Bolstered by speculation on Fed tightening as the U.S. economy improves, Treasury bond prices are being pressured by rising rates, with the yield on 10-year Treasuries rising up to 3.01% Friday, the highest since July 26, 2011, Bloomberg reports.
The Fed is “gradually pulling back, which means the market will pull back from its distorted levels,” Guy Haselmann, an interest-rate strategist at Bank of Nova Scotia, said in the article. “I expect a slow drift to 3.25 percent by the end of the first quarter.”

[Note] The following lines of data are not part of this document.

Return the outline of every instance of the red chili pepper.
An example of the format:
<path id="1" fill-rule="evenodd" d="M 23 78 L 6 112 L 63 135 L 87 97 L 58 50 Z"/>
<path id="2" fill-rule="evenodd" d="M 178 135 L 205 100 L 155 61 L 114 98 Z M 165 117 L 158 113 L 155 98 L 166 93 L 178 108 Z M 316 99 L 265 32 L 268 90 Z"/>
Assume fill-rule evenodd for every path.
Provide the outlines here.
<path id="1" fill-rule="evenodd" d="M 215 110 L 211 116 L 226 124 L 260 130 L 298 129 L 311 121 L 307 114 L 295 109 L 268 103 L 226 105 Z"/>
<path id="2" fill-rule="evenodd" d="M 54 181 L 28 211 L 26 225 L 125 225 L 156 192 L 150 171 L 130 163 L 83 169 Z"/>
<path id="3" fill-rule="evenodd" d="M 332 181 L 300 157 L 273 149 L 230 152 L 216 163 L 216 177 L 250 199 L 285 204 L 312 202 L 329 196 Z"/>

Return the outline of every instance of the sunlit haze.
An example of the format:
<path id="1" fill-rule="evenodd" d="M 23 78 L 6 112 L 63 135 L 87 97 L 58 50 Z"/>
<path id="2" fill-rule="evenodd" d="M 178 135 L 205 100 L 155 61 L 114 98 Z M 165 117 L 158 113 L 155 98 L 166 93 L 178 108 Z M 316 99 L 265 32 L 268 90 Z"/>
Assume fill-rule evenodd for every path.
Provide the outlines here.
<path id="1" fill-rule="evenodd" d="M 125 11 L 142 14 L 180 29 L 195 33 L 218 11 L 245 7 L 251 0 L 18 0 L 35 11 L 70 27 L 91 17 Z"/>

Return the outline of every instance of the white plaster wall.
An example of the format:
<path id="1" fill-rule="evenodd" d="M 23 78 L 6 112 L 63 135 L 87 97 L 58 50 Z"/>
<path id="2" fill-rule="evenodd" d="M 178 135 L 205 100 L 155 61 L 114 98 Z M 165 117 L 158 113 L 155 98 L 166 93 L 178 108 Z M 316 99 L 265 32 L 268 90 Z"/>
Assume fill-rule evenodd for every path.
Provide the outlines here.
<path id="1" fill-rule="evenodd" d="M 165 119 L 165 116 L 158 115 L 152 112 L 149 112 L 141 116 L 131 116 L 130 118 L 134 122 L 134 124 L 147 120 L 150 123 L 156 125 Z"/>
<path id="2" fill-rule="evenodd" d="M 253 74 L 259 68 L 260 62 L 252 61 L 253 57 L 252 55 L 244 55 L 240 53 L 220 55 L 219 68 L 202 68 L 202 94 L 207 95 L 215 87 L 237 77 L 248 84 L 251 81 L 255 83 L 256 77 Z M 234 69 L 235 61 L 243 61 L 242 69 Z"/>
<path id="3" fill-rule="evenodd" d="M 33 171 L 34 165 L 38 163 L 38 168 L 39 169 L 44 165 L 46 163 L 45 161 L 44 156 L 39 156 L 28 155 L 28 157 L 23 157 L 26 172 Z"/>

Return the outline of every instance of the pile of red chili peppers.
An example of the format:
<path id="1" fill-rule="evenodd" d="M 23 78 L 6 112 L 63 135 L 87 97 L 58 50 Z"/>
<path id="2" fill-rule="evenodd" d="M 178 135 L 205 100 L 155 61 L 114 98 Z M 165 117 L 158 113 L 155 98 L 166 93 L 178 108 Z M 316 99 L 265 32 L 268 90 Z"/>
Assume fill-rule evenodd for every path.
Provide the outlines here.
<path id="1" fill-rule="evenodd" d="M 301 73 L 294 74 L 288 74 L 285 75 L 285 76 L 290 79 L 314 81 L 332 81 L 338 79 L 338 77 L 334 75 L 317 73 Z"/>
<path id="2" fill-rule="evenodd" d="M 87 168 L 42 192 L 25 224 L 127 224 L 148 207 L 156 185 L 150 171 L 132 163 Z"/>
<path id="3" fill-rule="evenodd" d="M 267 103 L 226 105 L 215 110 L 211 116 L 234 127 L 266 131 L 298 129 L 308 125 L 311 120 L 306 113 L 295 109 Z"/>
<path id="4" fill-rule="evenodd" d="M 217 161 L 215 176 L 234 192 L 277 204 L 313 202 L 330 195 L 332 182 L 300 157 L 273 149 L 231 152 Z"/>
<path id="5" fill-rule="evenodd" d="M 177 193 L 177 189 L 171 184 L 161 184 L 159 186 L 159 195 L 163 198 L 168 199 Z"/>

The price on bonds have an inverse relationship to interest rates. If rates rise, bond prices decline. For instance, the iShares 7-10 Year Treasury Bond ETF (NYSEArca: IEF), which has an effective duration of 7.55 and a 2.50% 30-day SEC yield, has declined 8.8% since the May 2 high as benchmark 10-year Treasury yields rose over 135 basis points. [Cash Rushes out of Treasury ETFs]
Meanwhile, the ProShares Short 7-10 Year Treasury (NYSEArca: TBX), which tries to track the inverse, or -100%, daily performance of the Barclays U.S. 7-10 Year Treasury Bond Index, rose 6.8%.
For those looking for a supercharged bet against Treasury prices but are willing to taking on the added risk, ProShares UltraShort 7-10 Year Treasury (NYSEArca: PST), which tries to track two times the inverse, or -200%, daily performance of the Barclays U.S. 7-10 Year Treasury Bond Index, is up 14.8%, and the Direxion 7-10 year Treasury Bear 3x (NYSEArca: TYO), which takes a triple inverse, or -300%, approach is gained 21.1% since May 2.
Potential traders, though, should be aware that the inverse and leveraged products try to achieve their objective on a daily basis, and due to compounding of daily returns, the performance of the ETFs may diverge from the target return over extended periods, especially during volatile market conditions. [Inverse Treasury ETFs Help Hedge Against Rising Rates]
Due to months of intense speculation regarding the arrival of tapering, investors pulled $22 billion from long-duration bond ETFs in the first 11 months of the year while plowing $22 billion into short-duration funds.